LOS ANGELES—Verizon is keen on taking advantage of the next generation of PON technology for its fiber-to-the-premises (FTTP) roll outs, but the service provider would like a way to service both business and residential customers on common infrastructure.
Speaking to attendees during the Lessons Learned from Global PON Deployment panel during this week’s OFC show, Vincent O'Byrne, director of network planning for Verizon, said that when it began deploying GPON the idea was that a common network would help it reduce capital costs.
“As we started deploying GPON, we were looking for a cost effective method for business services so we used GPON for that,” O’Byrne said. “In order to reduce cost, we were looking to be able to offer business and residential services on a single fiber.”
Avoiding business, residential service interruptions
However, offering business and residential services over one PON infrastructure isn’t simple.
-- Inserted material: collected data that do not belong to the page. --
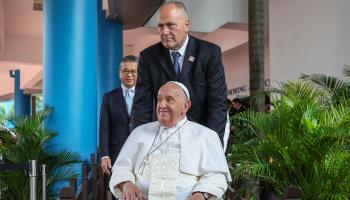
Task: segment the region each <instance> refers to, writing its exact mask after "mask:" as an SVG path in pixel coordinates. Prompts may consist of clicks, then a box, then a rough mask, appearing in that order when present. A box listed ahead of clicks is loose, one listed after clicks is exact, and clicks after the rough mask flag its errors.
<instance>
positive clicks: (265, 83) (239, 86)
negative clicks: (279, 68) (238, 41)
mask: <svg viewBox="0 0 350 200" xmlns="http://www.w3.org/2000/svg"><path fill="white" fill-rule="evenodd" d="M248 48H249V47H248V43H245V44H243V45H241V46H238V47H236V48H233V49H230V50H228V51H225V52H224V53H223V54H222V60H223V63H224V67H225V79H226V83H227V89H228V94H227V96H228V98H229V99H233V98H235V97H245V96H249V55H248V51H249V50H248ZM268 52H269V46H268V44H267V43H265V57H266V58H265V64H264V65H265V85H266V86H267V85H269V78H270V69H269V59H268V54H269V53H268Z"/></svg>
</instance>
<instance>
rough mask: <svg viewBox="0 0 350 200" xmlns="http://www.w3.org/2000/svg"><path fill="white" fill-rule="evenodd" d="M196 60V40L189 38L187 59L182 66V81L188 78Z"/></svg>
mask: <svg viewBox="0 0 350 200" xmlns="http://www.w3.org/2000/svg"><path fill="white" fill-rule="evenodd" d="M195 59H196V48H195V41H194V39H193V38H192V37H191V36H189V38H188V43H187V47H186V52H185V57H184V60H183V64H182V69H181V74H180V80H183V79H185V78H186V77H187V74H188V73H189V72H190V71H191V69H192V66H193V63H194V62H195Z"/></svg>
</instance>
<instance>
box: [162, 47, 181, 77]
mask: <svg viewBox="0 0 350 200" xmlns="http://www.w3.org/2000/svg"><path fill="white" fill-rule="evenodd" d="M159 45H160V49H161V50H160V53H161V55H160V56H158V55H157V57H158V58H159V62H160V65H161V66H162V67H163V69H164V71H165V73H166V74H167V75H168V76H169V77H170V79H171V80H177V76H176V72H175V69H174V68H173V64H172V62H171V58H170V53H169V50H168V49H166V48H165V47H164V46H163V45H162V44H161V43H160V44H159Z"/></svg>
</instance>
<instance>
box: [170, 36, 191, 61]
mask: <svg viewBox="0 0 350 200" xmlns="http://www.w3.org/2000/svg"><path fill="white" fill-rule="evenodd" d="M187 44H188V35H186V39H185V42H184V44H183V45H182V46H181V47H180V49H178V50H172V49H169V53H170V55H171V53H172V52H179V53H180V54H181V56H184V55H185V51H186V47H187Z"/></svg>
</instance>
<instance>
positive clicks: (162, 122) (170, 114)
mask: <svg viewBox="0 0 350 200" xmlns="http://www.w3.org/2000/svg"><path fill="white" fill-rule="evenodd" d="M157 101H158V102H157V118H158V121H159V123H160V124H161V125H163V126H165V127H172V126H174V125H176V123H177V122H179V121H180V120H181V119H183V118H184V117H185V115H186V112H187V110H188V109H189V108H190V106H191V102H190V101H189V100H187V97H186V95H185V93H184V92H183V91H182V89H181V88H180V87H179V86H178V85H176V84H175V83H167V84H165V85H164V86H162V87H161V88H160V89H159V92H158V97H157Z"/></svg>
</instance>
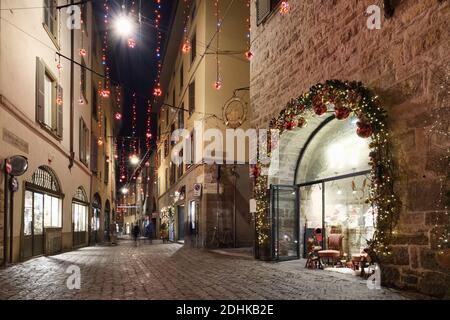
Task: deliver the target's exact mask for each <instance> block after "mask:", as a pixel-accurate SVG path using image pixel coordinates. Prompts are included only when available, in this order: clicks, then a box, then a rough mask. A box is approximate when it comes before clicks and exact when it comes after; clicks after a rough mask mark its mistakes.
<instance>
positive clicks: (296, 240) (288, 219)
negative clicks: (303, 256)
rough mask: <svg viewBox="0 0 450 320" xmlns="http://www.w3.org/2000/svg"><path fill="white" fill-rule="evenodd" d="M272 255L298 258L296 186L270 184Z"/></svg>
mask: <svg viewBox="0 0 450 320" xmlns="http://www.w3.org/2000/svg"><path fill="white" fill-rule="evenodd" d="M270 194H271V223H272V257H273V258H274V259H275V260H294V259H299V258H300V247H299V226H300V221H299V214H298V187H297V186H271V192H270Z"/></svg>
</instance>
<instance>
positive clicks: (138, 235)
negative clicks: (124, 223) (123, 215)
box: [133, 224, 141, 246]
mask: <svg viewBox="0 0 450 320" xmlns="http://www.w3.org/2000/svg"><path fill="white" fill-rule="evenodd" d="M139 233H141V231H140V230H139V225H137V224H136V225H135V226H134V228H133V238H134V244H135V245H136V246H137V245H138V241H137V240H138V237H139Z"/></svg>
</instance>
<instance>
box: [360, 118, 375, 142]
mask: <svg viewBox="0 0 450 320" xmlns="http://www.w3.org/2000/svg"><path fill="white" fill-rule="evenodd" d="M357 126H358V129H357V130H356V134H357V135H358V136H359V137H361V138H363V139H367V138H370V136H371V135H372V134H373V128H372V126H371V125H370V124H367V123H364V122H361V121H359V122H358V123H357Z"/></svg>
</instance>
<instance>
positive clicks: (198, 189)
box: [194, 183, 202, 197]
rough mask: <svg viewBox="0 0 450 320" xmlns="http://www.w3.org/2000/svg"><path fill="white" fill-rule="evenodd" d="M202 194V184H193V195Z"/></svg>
mask: <svg viewBox="0 0 450 320" xmlns="http://www.w3.org/2000/svg"><path fill="white" fill-rule="evenodd" d="M201 195H202V184H201V183H196V184H194V197H200V196H201Z"/></svg>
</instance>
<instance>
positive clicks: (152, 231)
mask: <svg viewBox="0 0 450 320" xmlns="http://www.w3.org/2000/svg"><path fill="white" fill-rule="evenodd" d="M145 233H146V235H147V239H148V241H149V242H150V244H152V243H153V223H152V222H151V221H150V223H149V224H148V225H147V227H145Z"/></svg>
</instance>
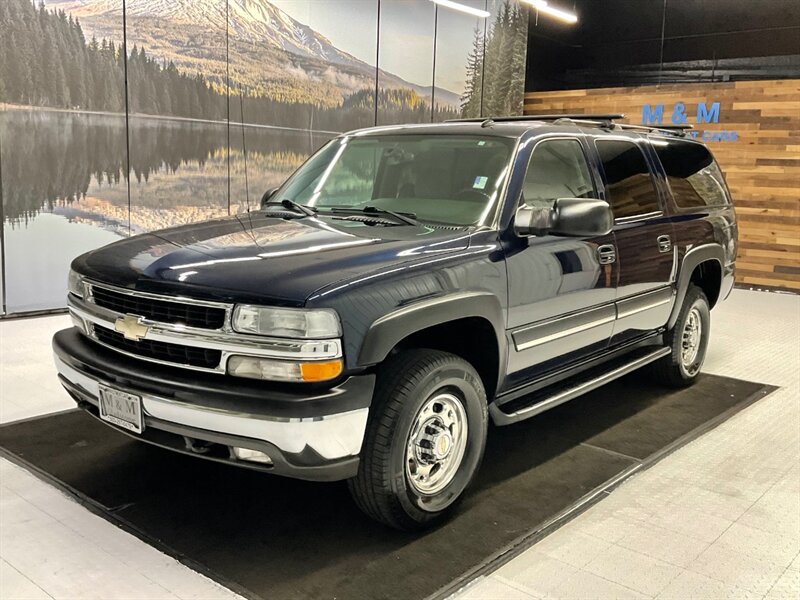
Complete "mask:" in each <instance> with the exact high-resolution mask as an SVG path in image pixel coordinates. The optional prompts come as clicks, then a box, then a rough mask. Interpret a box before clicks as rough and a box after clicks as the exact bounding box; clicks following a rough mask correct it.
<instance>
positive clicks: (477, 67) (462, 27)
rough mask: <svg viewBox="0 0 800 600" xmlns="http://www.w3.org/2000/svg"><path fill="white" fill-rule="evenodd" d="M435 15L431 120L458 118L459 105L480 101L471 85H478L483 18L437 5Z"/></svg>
mask: <svg viewBox="0 0 800 600" xmlns="http://www.w3.org/2000/svg"><path fill="white" fill-rule="evenodd" d="M459 4H464V5H466V6H469V7H470V8H474V9H478V10H481V11H486V8H487V1H486V0H459ZM436 13H437V14H436V32H435V36H436V37H435V44H436V65H435V71H434V85H435V86H436V88H435V95H434V107H435V113H434V116H433V120H434V121H444V120H446V119H453V118H456V117H458V116H460V115H461V104H462V102H469V100H470V99H471V98H478V99H479V98H480V92H479V89H480V88H479V87H478V88H477V90H476V91H477V92H478V93H477V94H475V93H474V92H473V88H472V87H471V86H473V85H475V84H476V83H477V84H478V86H480V82H479V80H478V78H479V77H481V76H482V67H481V66H480V63H481V62H482V61H481V59H480V57H481V56H482V54H483V36H484V33H485V27H486V19H484V18H482V17H476V16H474V15H471V14H467V13H464V12H461V11H457V10H453V9H451V8H446V7H444V6H439V5H437V6H436ZM478 101H480V100H478ZM473 102H474V100H473Z"/></svg>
O’Byrne said that placing business and residential services on the same PON comes with various operational and technical issues.
“There are various safe times between the business and residential technician groups,” O’Byrne said. “Also, what happens if you have to reset the PON wavelength for residential customers on the PON; will you put a business customer out of service?”
Verizon has had to support its business and residential customers on dedicated optical line terminals (OLTs) from their central office on GPON.
“The net result because of a lot of these concerns is that it drives you to maintain a lot of your business and residential customers on separate OLTs,” O’Byrne said. “This did not drive down the costs of offering those services as much as we would like.”
While GPON has been Verizon’s main platform to satisfy its business and residential FTTP needs, the service provider is now looking at the next step in its fiber broadband development.
Like its peers AT&T and CenturyLink, Verizon has been looking at the next-gen options for FTTP: XG-PON, XGS-PON and NG-PON2.
In January, Verizon completed its first interoperability trial of NG-PON2 technology at its Verizon Labs location in Waltham, Massachusetts.
As part of that trial, Verizon demonstrated that equipment from different vendors on each end of a single fiber—one on the service provider’s endpoint and one at the customer premises—can deliver service without any end-user impact.
O’Byrne said that NG-PON2 would give it a large amount of bandwidth it could use to future-proof its last-mile network for several years.
“In the case of NG-PON2, you can deploy it initially on a 10/10 Gbps and pay as you grow to get up to 40 or 80 symmetrical Gbps,” O’Byrne said.
Looking forward, standards efforts are emerging to enable service providers to double capacity similar to the method used to increase speeds on copper-based DSL.
“Over time there is a capability being worked on in the standards to bond gigabit wavelengths together so you can start going by each wavelength,” O’Byrne said. “In theory if everything worked out perfectly, you could have a 40 Gbps system and a 40 Gbps OLT as well.”
Besides offering higher speeds out of the box, NG-PON2 could also allow Verizon to separate out business and residential customers on the same network system by placing them on their own optical wavelengths.
“We saw that we could make use of the wavelength capabilities of NG-PON2 to put business customers on one wavelength so you have this added flexibility of moving customers onto different wavelengths,” O’Byrne said.
In order to get to the next stage of FTTP deployment, O’Byrne says the industry needs three things: more vendor options and standards guidance, and considering legacy deployments.
“The optics ecosystem still needs more options to drive lower costs and more vendors,” O’Byrne said. “One of the other lessons learned is that there are a lot of standards, but it would be great to be more cognizant of legacy deployments.”
O’Byrne added that “if you have too many standards being deployed it ends up bifurcating the market and causes slower adoption of standards.”
Help is on the way
The Broadband Forum is integrating the NG-PON2 Forum into its fold to create the new NG-PON2 Council, aiming to accelerate the development of the passive optical networking standard as it continues to gain momentum with traditional telcos and competitive providers.
Since the Broadband Forum has been working on NG-PON2 standardization efforts for over a year via the Fiber Access Networks Working Group, the new organization could give Verizon and other large service providers guidance as they migrate to the next stage of FTTP deployments.